Here are a few approaches:
Give your child plenty of opportunities to share neutral items.
Sharing your favorite toy is much harder than picking out a treat at the store with the express purpose of sharing it with friends or having a cousin over to play with a sprinkler you can enjoy together. Give your child plenty of positive experiences sharing with others. Call attention to their efforts and the happiness it has brought to others, as well as the happiness they feel themselves.
Play turn-taking games.
When you play simple games like Candyland or duck-duck-goose, your child practices turn-taking. She begins to realize that even though it isn’t her turn now, she will get a turn. It helps her to regulate and control impulses, to delay gratification, and to recognize the need for others to have a chance as well.
Teach social scripts for sharing.
Young children are still developing their language centers and often lack the verbal proficiency required to negotiate with their peers. It is much less laborious to simply connect impulse to action and make a grab for it! Teach your children specific scripts they can fall back on when they want to share. Teach these scripts in role-playing situations where the grounds are neutral and emotions are calm. Remind children of these exact scripts in play situations to call their minds back to that learning session.

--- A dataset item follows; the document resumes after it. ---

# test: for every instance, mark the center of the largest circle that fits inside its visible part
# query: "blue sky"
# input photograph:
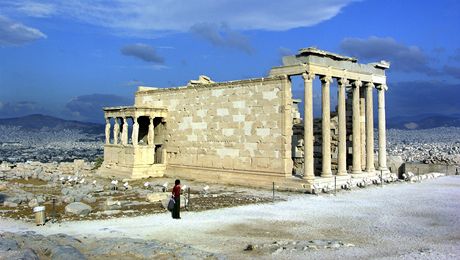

One script I have had success with is, “Can I have a turn when you’re done, please?” This one works well because it communicates to the child in possession of the coveted item that sharing doesn’t mean giving it up right away. It gives them the courtesy of finishing, and the power to decide when that is. It is much less threatening than abruptly being asked to give something up. Secondly, this script lets the child that is asking know that he/she will need to wait a moment.
The funny thing is, many times when I’ve coached children through this script, the child with the toy (who not two minutes earlier was tenaciously gripping the item in a tug-of-war) decides he is done within a matter of seconds. The difference is, it was on his own terms.
Teach the art of the trade
. For some children, when they’re asked to share, all they see is what they’ve lost. They grip that item like a lifeline, not only because they don’t want to give up the toy, but because they don’t want to give up the power it represents. In these situations, it is helpful if children now how to negotiate a trade.
During a recent playdate with his cousin, my son came to me tearfully. “He has my car and it’s special!” (Most things around here instantly become special when it comes to sharing.) I asked my son if maybe together we could find something he did feel OK about sharing and trade that with his cousin for the “special” car.
So we went to the box of cars and selected three really cool cars that he could share. With all three in hand he went back to his cousin and asked if he could trade all three for the one. I sat back as my son sold his cousin on the trade. They made a swap and – presto – two happy boys sharing cars.
As with other social practice, the key is to remember this is a skill you want your children to be able to eventually use independently. Try not to swoop in and negotiate the trade yourself. Guide, prompt, and redirect if it fails, but avoid taking over.
Don’t underestimate the power of your influence. As parents, we are instrumental in the social development of our little ones. Find plenty of opportunities to model sharing, talk about sharing, and to compliment your children as they make progress along the way. Sharing may not come naturally to most children, but with your help they’ll master this childhood challenge!
How does your child do with sharing? Have modeling sharing, talking about sharing, or other tactics helped with this?